MichaelJMath commented 5 years ago

It looks like one of the issues is that in older versions of pandas, you can't groupby an index level by specifying the name of the level. I'll look into it a bit later.

MichaelJMath commented 5 years ago

The remaining failed unittests don't seem to come from any of the code I edited.
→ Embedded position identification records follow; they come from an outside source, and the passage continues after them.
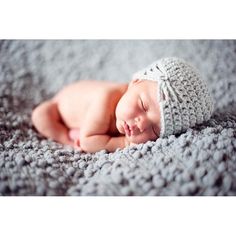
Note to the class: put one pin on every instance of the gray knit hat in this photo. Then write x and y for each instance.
(183, 96)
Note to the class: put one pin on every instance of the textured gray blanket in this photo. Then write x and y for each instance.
(201, 161)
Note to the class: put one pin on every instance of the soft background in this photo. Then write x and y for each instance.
(201, 161)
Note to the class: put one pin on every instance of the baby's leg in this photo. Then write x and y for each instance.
(47, 121)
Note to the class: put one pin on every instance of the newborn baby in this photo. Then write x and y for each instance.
(165, 98)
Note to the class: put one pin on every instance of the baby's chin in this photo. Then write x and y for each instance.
(135, 140)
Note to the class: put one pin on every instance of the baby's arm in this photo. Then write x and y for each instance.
(47, 121)
(94, 132)
(96, 143)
They seem to result from a problem in commit e444e8da74a524ce42b172f9931c62597508a749. My logic is as follows:

Below is one of the failed test cases:

ERROR: test_average_cumulative_return_by_quantile_0 (alphalens.tests.test_performance.PerformanceTestCase)
----------------------------------------------------------------------
Traceback (most recent call last):
  File "/home/travis/miniconda/envs/testenv/lib/python2.7/site-packages/parameterized/parameterized.py", line 392, in standalone_func
    return func(*(a + p.args), **p.kwargs)
  File "/home/travis/build/quantopian/alphalens/alphalens/tests/test_performance.py", line 920, in test_average_cumulative_return_by_quantile
    0, after + 1), filter_zscore=False)
  File "/home/travis/build/quantopian/alphalens/alphalens/utils.py", line 754, in get_clean_factor_and_forward_returns
    filter_zscore)
  File "/home/travis/build/quantopian/alphalens/alphalens/utils.py", line 304, in compute_forward_returns
    period_len = diff_custom_calendar_timedeltas(start, end, freq)
  File "/home/travis/build/quantopian/alphalens/alphalens/utils.py", line 912, in diff_custom_calendar_timedeltas
    actual_days = np.busday_count(start, end, weekmask, holidays)
TypeError: Iterator operand 0 dtype could not be cast from dtype('<M8[us]') to dtype('<M8[D]') according to the rule 'safe'

It seems there is an issue in the way pandas stores dates. (https://stackoverflow.com/questions/31917964/python-numpy-cannot-convert-datetime64ns-to-datetime64d-to-use-with-numba)

I tested this using the following virtual environment configs (matching what was in the unittest):

conda create -q -n testenv --yes python=2.7 ipython flake8 numpy scipy nose matplotlib pandas=0.20.3 statsmodels seaborn

I tried checking out prior commits and got the error when testing on every commit going back to the e444e8da74a524ce42b172f9931c62597508a749 commit. The commit before that did not generate the error.

This might need to be listed as a separate issue, but I'm not sure why it would just be showing up now on the unittests, and not on prior commits.

Please let me know if I seem to be off track here.

EDIT: Some additional info: When I change line 912 in utils to:

actual_days  = np.busday_count(np.array(start).astype('datetime64[D]'), np.array(end).astype('datetime64[D]'),  weekmask, holidays)

The code ran without error.

twiecki commented 5 years ago

Thanks for tracking this done @MichaelJMath, I bet you are right. Want to do another PR with your fix?